Pontianak (ANTARA) - Di balik pesona Pulau Kalimantan yang dikenal sebagai salah satu paru-paru dunia, terdapat ekosistem yang memainkan peran vital dalam menjaga dan mengendalikan keseimbangan habitat lahan basah, bernama kubah gambut.

Kubah gambut adalah areal kesatuan hidrologis gambut yang mempunyai topografi atau relief yang lebih tinggi dari wilayah sekitarnya, sehingga secara alami mempunyai kemampuan menyerap dan menyimpan air lebih banyak, serta menyuplai air pada wilayah sekitarnya.

Kubah gambut masuk dalam kawasan lindung yang memainkan peran luar biasa dalam menyerap air hujan, mencegah banjir, bahkan menyimpan karbon, sekaligus mengurangi jejak gas rumah kaca yang mempengaruhi iklim global.

Akademisi Fakultas Pertanian, Universitas Tanjungpura Pontianak, Kalimantan Barat, Rossie Wiedya Nusantara, menilai perlindungan kubah gambut masih butuh keseriusan para pihak untuk pengelolaan, mengingat peran pentingnya dalam ekosistem.

"Melindungi kubah gambut adalah kewajiban karena jika tanah gambut rusak maka bukan tanahnya saja yang rusak tapi juga lingkungannya," katanya di Pontianak, akhir pekan lalu.

Di Provinsi Kalimantan Barat, luas lahan gambut mencapai 1,79 juta hektare dan salah satu areal gambut terluas terdapat di Kabupaten Kubu Raya mencapai 202 ribu hektare.

Ekosistem itu menjadi tempat tinggal bagi beragam flora dan fauna unik yang memiliki peran penting dalam menjaga keseimbangan alam. Sejumlah kawasan itu juga telah dimanfaatkan warga untuk lahan budi daya pertanian.

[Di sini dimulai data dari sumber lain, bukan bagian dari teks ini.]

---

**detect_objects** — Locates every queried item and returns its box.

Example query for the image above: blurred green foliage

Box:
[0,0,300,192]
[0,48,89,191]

Sebagai ekosistem unik, namun rapuh, peran kubah gambut sebagai pengatur hidrologi dapat terganggu apabila mengalami kondisi drainase yang berlebihan, karena material itu memiliki sifat kering tak balik, porositas yang tinggi, dan daya hantar vertikal yang rendah.

Gambut yang telah mengalami kekeringan sampai batas kering tak balik akan memiliki bobot isi yang sangat ringan, sehingga mudah hanyut terbawa air hujan, strukturnya lepas-lepas, seperti lembaran serasah, mudah terbakar, sulit menyerap air kembali, dan sulit ditanami kembali.

"Lahan gambut yang mengalami kerusakan ini bisa terkena api, maka dampaknya sangat luas. Kebakaran gambut terakhir tahun 2021 mencapai 13 ribu hektare, karena itu restorasi sangat penting untuk mencegah bencana lebih besar," katanya.


Sumber plasma nutfah

Keanekaragaman hayati yang hidup di lahan gambut merupakan sumber plasma nutfah yang dapat digunakan untuk memperbaiki sifat-sifat varietas atau jenis flora dan fauna komersial, sehingga diperoleh komoditas yang tahan penyakit, berproduksi tinggi atau sifat-sifat menguntungkan lainnya.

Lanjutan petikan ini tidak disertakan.